Stefan.Fuhrmann@etas.de wrote:
> Hi Hyrum,
>
> may I jump into the discussion.
Anytime. I'm very much interested in additional input.
> Background: For TortoiseSVN, I implemented log caching (due to release
> with version 1.5.0) based on the 1.4.x API. The current implementation
> is quite capable of dealing with really large histories of one million
> revisions and more. The KDE.org and Apache.org repositories are used
> for benchmarking. If those are handled with reasonable time and space
> requirements, all others should be fine as well.
>
> It seems reasonable to include merge information into the log. For
> instance, it should show up in the revision graph. To do that, it seems
> imperative to keep the amount of data transmitted O(#revs).

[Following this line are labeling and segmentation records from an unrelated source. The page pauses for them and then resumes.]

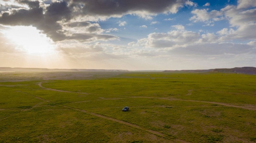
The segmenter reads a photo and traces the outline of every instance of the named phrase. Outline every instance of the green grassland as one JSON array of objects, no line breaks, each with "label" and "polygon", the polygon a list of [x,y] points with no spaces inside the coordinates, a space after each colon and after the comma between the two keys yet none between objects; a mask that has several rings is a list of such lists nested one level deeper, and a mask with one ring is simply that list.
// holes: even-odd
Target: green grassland
[{"label": "green grassland", "polygon": [[0,73],[0,143],[256,142],[255,75],[79,74]]}]

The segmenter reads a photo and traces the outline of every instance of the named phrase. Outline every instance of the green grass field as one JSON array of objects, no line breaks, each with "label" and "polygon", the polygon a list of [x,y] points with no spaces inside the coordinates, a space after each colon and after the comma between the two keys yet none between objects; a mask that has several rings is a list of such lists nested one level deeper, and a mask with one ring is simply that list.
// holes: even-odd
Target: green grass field
[{"label": "green grass field", "polygon": [[256,142],[255,75],[63,73],[0,73],[0,143]]}]

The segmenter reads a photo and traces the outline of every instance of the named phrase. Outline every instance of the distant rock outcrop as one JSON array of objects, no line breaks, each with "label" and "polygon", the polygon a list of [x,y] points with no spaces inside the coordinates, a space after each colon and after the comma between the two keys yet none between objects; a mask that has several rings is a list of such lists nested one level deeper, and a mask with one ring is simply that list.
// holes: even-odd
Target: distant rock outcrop
[{"label": "distant rock outcrop", "polygon": [[232,73],[256,74],[256,68],[252,67],[236,67],[231,69],[215,69],[209,70],[166,70],[163,72],[172,73],[200,73],[207,72]]},{"label": "distant rock outcrop", "polygon": [[98,70],[86,69],[47,69],[44,68],[23,68],[0,67],[0,71],[2,72],[127,72],[128,70]]},{"label": "distant rock outcrop", "polygon": [[214,69],[212,72],[255,74],[256,74],[256,68],[252,67],[246,67],[241,68],[236,67],[232,69]]}]

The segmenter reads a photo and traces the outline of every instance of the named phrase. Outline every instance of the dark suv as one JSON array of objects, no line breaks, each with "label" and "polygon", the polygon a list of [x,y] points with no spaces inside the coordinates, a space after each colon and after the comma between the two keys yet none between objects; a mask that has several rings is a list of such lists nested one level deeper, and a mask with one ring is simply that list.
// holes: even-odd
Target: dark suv
[{"label": "dark suv", "polygon": [[123,111],[128,111],[129,110],[129,107],[128,106],[125,106],[123,108]]}]

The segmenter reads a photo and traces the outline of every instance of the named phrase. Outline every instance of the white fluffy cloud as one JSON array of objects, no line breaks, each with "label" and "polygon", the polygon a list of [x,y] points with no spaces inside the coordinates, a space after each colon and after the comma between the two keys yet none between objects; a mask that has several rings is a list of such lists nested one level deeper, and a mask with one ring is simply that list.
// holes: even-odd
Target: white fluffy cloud
[{"label": "white fluffy cloud", "polygon": [[210,20],[217,21],[221,19],[223,14],[221,11],[213,10],[208,12],[208,9],[199,10],[196,9],[191,11],[191,13],[194,15],[189,19],[189,20],[194,22],[202,22],[209,23]]},{"label": "white fluffy cloud", "polygon": [[204,4],[204,6],[210,6],[210,3],[209,3],[209,2],[207,2],[206,4]]},{"label": "white fluffy cloud", "polygon": [[238,0],[237,9],[256,7],[256,0]]},{"label": "white fluffy cloud", "polygon": [[126,21],[119,21],[118,22],[118,23],[119,24],[119,26],[124,26],[126,24],[127,24],[127,22]]},{"label": "white fluffy cloud", "polygon": [[173,25],[171,27],[174,27],[178,30],[185,30],[185,27],[182,25]]},{"label": "white fluffy cloud", "polygon": [[147,26],[146,25],[142,25],[141,26],[139,26],[139,27],[142,27],[142,28],[147,28]]}]

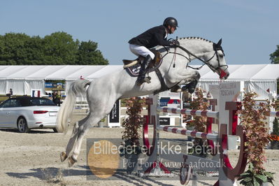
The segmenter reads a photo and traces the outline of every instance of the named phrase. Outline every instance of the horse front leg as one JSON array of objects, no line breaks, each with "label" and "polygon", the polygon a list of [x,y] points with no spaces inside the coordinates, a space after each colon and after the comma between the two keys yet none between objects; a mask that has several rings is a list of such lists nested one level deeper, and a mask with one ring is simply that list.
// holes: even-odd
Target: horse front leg
[{"label": "horse front leg", "polygon": [[[176,80],[179,82],[177,86],[172,89],[172,92],[185,92],[188,90],[190,94],[192,94],[196,88],[201,75],[197,71],[185,70],[180,71],[176,75]],[[182,88],[179,85],[184,85]]]},{"label": "horse front leg", "polygon": [[60,154],[60,159],[61,159],[62,162],[63,162],[64,161],[65,161],[66,159],[67,159],[69,155],[73,150],[73,145],[74,145],[76,141],[78,138],[78,129],[79,129],[80,126],[82,126],[87,119],[88,119],[88,115],[87,115],[83,120],[75,123],[75,124],[73,127],[72,134],[71,134],[71,138],[68,142],[67,146],[66,147],[66,151],[63,151]]}]

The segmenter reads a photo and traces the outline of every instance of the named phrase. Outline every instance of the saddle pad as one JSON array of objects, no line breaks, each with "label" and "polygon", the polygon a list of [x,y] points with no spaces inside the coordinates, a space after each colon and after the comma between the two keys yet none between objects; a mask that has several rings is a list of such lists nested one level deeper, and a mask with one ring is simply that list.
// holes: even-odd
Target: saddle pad
[{"label": "saddle pad", "polygon": [[137,64],[132,66],[126,68],[126,71],[130,75],[131,77],[137,77],[138,76],[138,73],[141,69],[141,64]]}]

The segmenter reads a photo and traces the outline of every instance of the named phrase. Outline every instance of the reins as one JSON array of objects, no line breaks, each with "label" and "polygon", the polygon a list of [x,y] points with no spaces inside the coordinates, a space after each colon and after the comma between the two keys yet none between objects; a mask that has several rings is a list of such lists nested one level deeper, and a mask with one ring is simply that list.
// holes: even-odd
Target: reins
[{"label": "reins", "polygon": [[[166,49],[166,53],[162,57],[162,59],[163,59],[166,55],[167,55],[168,54],[173,54],[173,55],[174,55],[174,57],[173,57],[173,59],[176,59],[175,56],[176,56],[176,55],[180,55],[180,56],[183,56],[183,57],[185,57],[185,58],[189,61],[189,63],[191,62],[191,59],[189,59],[189,57],[186,57],[185,55],[182,55],[182,54],[178,53],[178,52],[176,52],[176,48],[179,48],[180,49],[181,49],[182,50],[183,50],[184,52],[185,52],[186,53],[187,53],[187,54],[189,55],[189,56],[193,56],[193,57],[194,57],[196,59],[199,59],[199,61],[201,61],[201,62],[202,62],[203,63],[203,64],[201,66],[199,66],[199,67],[192,67],[192,66],[189,66],[189,65],[187,66],[187,67],[191,68],[191,69],[194,69],[194,70],[200,70],[205,64],[206,64],[208,67],[210,67],[210,68],[213,71],[213,72],[216,72],[216,71],[217,71],[218,69],[220,69],[220,67],[222,67],[222,66],[227,66],[227,66],[228,66],[227,65],[220,65],[220,64],[219,57],[218,57],[218,55],[217,55],[217,50],[215,50],[214,55],[213,55],[209,59],[205,61],[205,60],[203,60],[203,59],[201,59],[201,57],[197,57],[196,55],[195,55],[194,54],[193,54],[192,52],[191,52],[190,51],[189,51],[188,50],[187,50],[186,48],[183,48],[183,47],[182,47],[182,46],[180,46],[180,45],[176,46],[176,47],[174,48],[175,48],[175,49],[174,49],[174,50],[175,50],[174,52],[170,52],[170,51],[169,50],[169,49],[168,49],[166,47],[165,47],[165,46],[164,46],[164,48]],[[217,68],[215,68],[215,67],[213,66],[212,64],[210,64],[210,63],[208,63],[212,59],[213,59],[213,57],[214,57],[215,55],[217,56],[217,62],[218,62],[218,66],[217,66]],[[175,65],[174,65],[173,67],[175,67]]]}]

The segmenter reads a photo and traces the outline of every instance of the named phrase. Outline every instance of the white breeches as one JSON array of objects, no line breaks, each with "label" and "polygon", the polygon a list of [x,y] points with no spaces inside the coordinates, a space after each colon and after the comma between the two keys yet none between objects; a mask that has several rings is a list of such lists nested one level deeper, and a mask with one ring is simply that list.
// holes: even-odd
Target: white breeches
[{"label": "white breeches", "polygon": [[146,57],[148,55],[150,55],[151,58],[153,59],[155,55],[149,50],[146,47],[144,46],[139,46],[133,44],[129,45],[129,48],[131,52],[136,56],[143,56]]}]

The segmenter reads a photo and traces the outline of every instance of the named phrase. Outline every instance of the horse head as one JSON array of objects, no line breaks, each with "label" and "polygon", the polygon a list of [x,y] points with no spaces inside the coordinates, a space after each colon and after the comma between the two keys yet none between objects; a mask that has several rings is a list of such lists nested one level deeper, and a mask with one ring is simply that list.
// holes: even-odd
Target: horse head
[{"label": "horse head", "polygon": [[206,52],[205,56],[203,56],[203,59],[208,67],[219,75],[220,79],[227,79],[229,76],[229,73],[221,44],[222,38],[219,40],[217,44],[213,43],[213,50]]}]

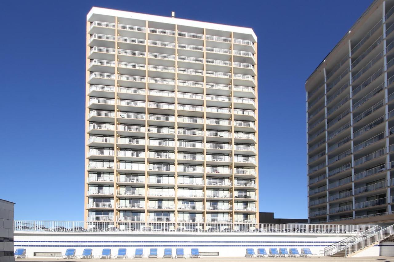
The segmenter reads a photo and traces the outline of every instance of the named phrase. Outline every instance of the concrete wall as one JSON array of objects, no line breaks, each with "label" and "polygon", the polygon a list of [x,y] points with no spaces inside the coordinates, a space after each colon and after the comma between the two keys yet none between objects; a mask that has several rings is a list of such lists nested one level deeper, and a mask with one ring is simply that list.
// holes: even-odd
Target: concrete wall
[{"label": "concrete wall", "polygon": [[33,257],[34,252],[59,252],[64,254],[67,248],[75,248],[76,255],[81,255],[84,248],[93,249],[94,255],[101,254],[103,248],[111,248],[116,254],[118,249],[126,248],[130,256],[136,248],[143,248],[144,254],[149,253],[151,247],[158,249],[159,256],[162,256],[164,249],[183,247],[185,254],[190,249],[197,247],[200,252],[218,252],[220,256],[244,256],[245,249],[264,247],[267,253],[271,247],[309,248],[312,253],[322,253],[324,247],[348,237],[344,235],[330,235],[304,234],[256,234],[231,233],[177,234],[175,233],[148,234],[146,233],[127,234],[111,232],[31,233],[17,232],[15,234],[15,248],[26,249],[26,254]]},{"label": "concrete wall", "polygon": [[13,262],[14,203],[0,199],[0,262]]}]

Let me see if I can better understand the problem you are trying to
solve. You would like to include merge information in log messages, but
don't want to fetch child log messages. Basically some means of finding
out which revisions were merged into a branch in a given revision. Is
this correct?
If so, I think that's a valid use case, but I'm not sure that 'svn log
-g' is the right place to put it.
> on 2007-06-03, Hyrum K. Wright <hyrum_wright_at_mail.utexas.edu> wrote:
>
>> Currently, there isn't a whole lot of path-based filtering going on with
>
>> the merged revisions. If the mergeinfo has something like '/trunk:1-9',
>> you'll get all nine revisions, 1-9, as child revisions. And since every
>> copy starts out with something like '/copysource:1-rev_before_copy', we
>> end up pulling back *a lot* of data. That data will need to be
>> filtered, not based upon the destination path, but upon the merge source
>
>> path.
>
>> Another reason for the large volume of data, is that by running the
>> command on the root of the repository, you're going to get multiple
>> copies of some log messages, both the original message, as well as the
>> copies of the message pulled in as the result of a merge. (See
>> http://svn.haxx.se/dev/archive-2007-05/0446.shtml for a previous mail on
>
>> the issue.) This is exacerbated by the fact that we're already pulling
>> in extra revisions already due to the first problem.
>
>> I'll brainstorm about these issues and try to get a workable solution
>> sometime next week.
>
> Here is what I think. My concern is basically with the svn_client_log4
> client API.
>
> * Instead of the include_merged_revisions parameter there should be
> a merged_revisions_depth parameter. Valid values whould be 0, 1
> and -1 (i.e. unlimited). Value 1 would return the list of child
> revisions immediately merged into the respective parent revision.
>
> * Introduce a merged_revision_limit parameter. If not 0, it restricts
> the size of the merged revision sub-tree in the following way.
>
> merged_revision_count = 0
> revisions_to_report.push (start_revision)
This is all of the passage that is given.